Lessons from local church history, part one

Sean Lucas
As I've mentioned before, I'm working on the history of First Presbyterian Church in Jackson, Mississippi. It has been a rich honor to do this work, to tell the story of one of the leading churches of southern Presbyterianism. As I've been plugging away, several lessons have been emerging for me (which is why I've listed this as part one). I will share a couple now and then revisit this theme in the weeks to come.

1. The lesson of "the road not taken."
While FPC Jackson's elders have been key for holding the church on the pathway of faithfulness (that's another lesson that I'll mention sometime), I think the real lesson has been the road not taken in terms of pastoral choices. For example, before the church called J. B. Hutton in 1896--a little-known, young pastor of a yoked parish in Central Mississippi--they had tried to call A. J. McKelway, pastor of the Presbyterian Church in Fayetteville, NC. McKelway had come and preached, investigated the call, but in the end decided not to come. That was a blessing for the church: for McKelway would become one of the early proponents of the Social Gospel in the southern Presbyterian church. Imagine how different the history of FPC Jackson would have been--instead of a staunch conservative defender of the faith like Hutton to have had a Social Gospel proponent like McKelway!

At several key points in the church's history, similar "roads not taken" occurred.
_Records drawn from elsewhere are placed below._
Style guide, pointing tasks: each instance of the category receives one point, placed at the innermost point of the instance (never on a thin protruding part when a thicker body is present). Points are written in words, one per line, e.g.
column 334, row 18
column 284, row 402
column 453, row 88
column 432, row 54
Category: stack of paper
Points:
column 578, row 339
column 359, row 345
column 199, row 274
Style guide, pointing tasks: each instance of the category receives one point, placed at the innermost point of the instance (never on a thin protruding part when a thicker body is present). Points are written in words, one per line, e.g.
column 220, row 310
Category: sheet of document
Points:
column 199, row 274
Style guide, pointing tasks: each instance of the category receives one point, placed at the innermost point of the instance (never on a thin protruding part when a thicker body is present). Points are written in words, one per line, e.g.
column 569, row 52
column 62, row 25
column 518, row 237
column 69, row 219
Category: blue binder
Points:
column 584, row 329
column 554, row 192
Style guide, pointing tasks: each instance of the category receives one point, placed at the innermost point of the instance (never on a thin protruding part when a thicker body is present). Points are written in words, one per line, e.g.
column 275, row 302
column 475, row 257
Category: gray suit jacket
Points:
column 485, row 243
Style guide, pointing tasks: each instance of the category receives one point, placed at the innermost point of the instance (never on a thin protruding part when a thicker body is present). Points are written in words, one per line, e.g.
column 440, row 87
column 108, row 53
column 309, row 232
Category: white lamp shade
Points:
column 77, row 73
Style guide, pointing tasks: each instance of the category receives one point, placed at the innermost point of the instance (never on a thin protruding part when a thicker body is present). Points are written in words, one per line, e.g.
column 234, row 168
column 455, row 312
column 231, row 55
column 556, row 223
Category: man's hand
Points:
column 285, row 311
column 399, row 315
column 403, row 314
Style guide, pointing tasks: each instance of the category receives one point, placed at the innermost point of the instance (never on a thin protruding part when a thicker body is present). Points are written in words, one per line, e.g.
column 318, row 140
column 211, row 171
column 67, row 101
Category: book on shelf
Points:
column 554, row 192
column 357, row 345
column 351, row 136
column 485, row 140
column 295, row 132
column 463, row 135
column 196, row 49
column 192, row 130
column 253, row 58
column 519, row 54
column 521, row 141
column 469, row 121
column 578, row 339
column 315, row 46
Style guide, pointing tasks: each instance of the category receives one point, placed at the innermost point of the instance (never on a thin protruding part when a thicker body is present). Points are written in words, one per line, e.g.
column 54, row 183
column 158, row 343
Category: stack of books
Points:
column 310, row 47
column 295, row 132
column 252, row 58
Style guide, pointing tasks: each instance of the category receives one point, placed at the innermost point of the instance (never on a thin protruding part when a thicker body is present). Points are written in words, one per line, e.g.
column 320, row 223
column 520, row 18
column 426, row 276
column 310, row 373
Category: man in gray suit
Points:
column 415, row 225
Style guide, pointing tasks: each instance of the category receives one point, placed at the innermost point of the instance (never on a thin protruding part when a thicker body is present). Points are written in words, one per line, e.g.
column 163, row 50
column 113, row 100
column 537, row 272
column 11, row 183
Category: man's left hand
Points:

It has impressed upon me the importance of the process of pastoral searches and calls. Churches that stand faithful through the generations are those that seek men who are faithful to the Scripture, true to the Reformed faith, and obedient to the Great Commission, men who are winsome pastors and faithful leaders, and men who stay in a place for a little while at least (that's another lesson for a future post). FPC Jackson was blessed in the men they have called through the years--and protected from the roads not taken.

2. The lesson of "it only takes one generation."
Another lesson that has pressed itself upon me is that it only takes one generation for a church to die. As part of the research work that I've been doing, I've tracked down various churches that are mentioned in biographical sketches or represented in various events. Just today, for example, I tried to find information about Point Breeze Presbyterian Church in Pittsburgh (where Harold Ockenga ministered); Central Presbyterian Church in Chattanooga (where Wilbur Cousar pastored); United Presbyterian Church in Wheeling, WV (where John Reed Miller served for a time) and Central Presbyterian Church in Jackson (where R. E. Hough pastored). What do these congregations have in common? They were all thriving, large, significant churches, pastored by conservative, talented men: and they no longer exist today.

Now, the reasons why these churches no longer exist are as various as the congregations themselves. Still, as late as the 1950s, they all were thriving congregations; and if congregational death can happen to these congregations, it can happen to my congregation and to yours. God's mercy has been evident in the fact that FPC Jackson, a downtown church, has continued to thrive and prosper even as the city of Jackson, Mississippi, has changed several times through the decades. 

But it would only take a generation for a church to show signs of decay: perhaps a poor pastoral choice; a failure to continue to preach God's Word faithfully; a transition in the church's understanding of mission; an inability to see and adapt to the neighborhood around it. It is enough to cause us as pastors to get our knees and to beg God to continue to grant mercy to our congregations and to grant them mercy in the generations after us.